The ACLU of RI today applauded the formal filing of regulations this week by the RI Department of Education (RIDE), requiring all public school districts to adopt a comprehensive policy outlining the rights of transgender and gender non-conforming students. The regulations take effect on April 17, 2018, and all schools must have a compliant policy in place by July 1, 2018.
“As the federal government continues to undermine the rights of transgender and gender non-conforming students, we applaud RIDE’s actions to mandate school districts to have clear and comprehensive policies in place to protect this group,” said Steven Brown, ACLU of RI executive director.
The regulations are the result of an ongoing effort by local organizations, including the ACLU of RI, to protect this group of students, which faces unique discrimination in the school setting.

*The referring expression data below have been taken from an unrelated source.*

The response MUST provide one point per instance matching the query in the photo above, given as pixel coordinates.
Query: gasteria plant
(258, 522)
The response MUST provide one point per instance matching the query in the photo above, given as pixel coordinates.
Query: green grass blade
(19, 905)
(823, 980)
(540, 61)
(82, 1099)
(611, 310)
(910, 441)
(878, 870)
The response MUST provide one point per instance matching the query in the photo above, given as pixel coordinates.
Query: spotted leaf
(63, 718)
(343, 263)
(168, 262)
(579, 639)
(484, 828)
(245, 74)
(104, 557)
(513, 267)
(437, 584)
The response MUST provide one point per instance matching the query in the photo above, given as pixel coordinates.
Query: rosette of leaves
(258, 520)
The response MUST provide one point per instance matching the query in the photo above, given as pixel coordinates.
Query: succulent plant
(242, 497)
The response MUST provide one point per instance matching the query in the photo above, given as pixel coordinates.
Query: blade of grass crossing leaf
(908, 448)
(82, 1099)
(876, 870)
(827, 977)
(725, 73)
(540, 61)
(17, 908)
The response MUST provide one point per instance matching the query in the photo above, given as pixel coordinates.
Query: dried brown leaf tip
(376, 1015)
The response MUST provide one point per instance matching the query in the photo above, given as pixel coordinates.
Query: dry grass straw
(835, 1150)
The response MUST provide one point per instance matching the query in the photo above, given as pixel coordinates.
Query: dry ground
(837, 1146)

The regulations emanate from a petition that the ACLU and nine other groups – including the RI State Council of Churches, GLAD, and the RI Commission for Human Rights – filed with RIDE last September seeking the adoption of statewide regulations on the subject.
Specifically, the new regulations mandate districts have policies in place that are consistent with state and national best practices, and “address, at a minimum, such issues as confidentiality and privacy, discipline and exclusion, staff training, access to school facilities and participation in school programs, dress codes and official school records and use of preferred names and pronouns.”
In 2016, RIDE released a detailed model policy that aimed to address the specific needs of trans students and ensure schools’ compliance with civil rights laws. However, schools were not mandated to adopt the model policy, and research conducted last year by the ACLU revealed that many RI schools had no policy in place to protect the rights of this vulnerable group.
The ACLU said it will be monitoring RI schools districts to ensure that those still without a compliant policy implement one by the July 1, 2018 deadline. By the ACLU’s last count, there were at least seven school districts across the state without adequate policies in place, including Chariho, Exeter-West Greenwich, Newport and Woonsocket.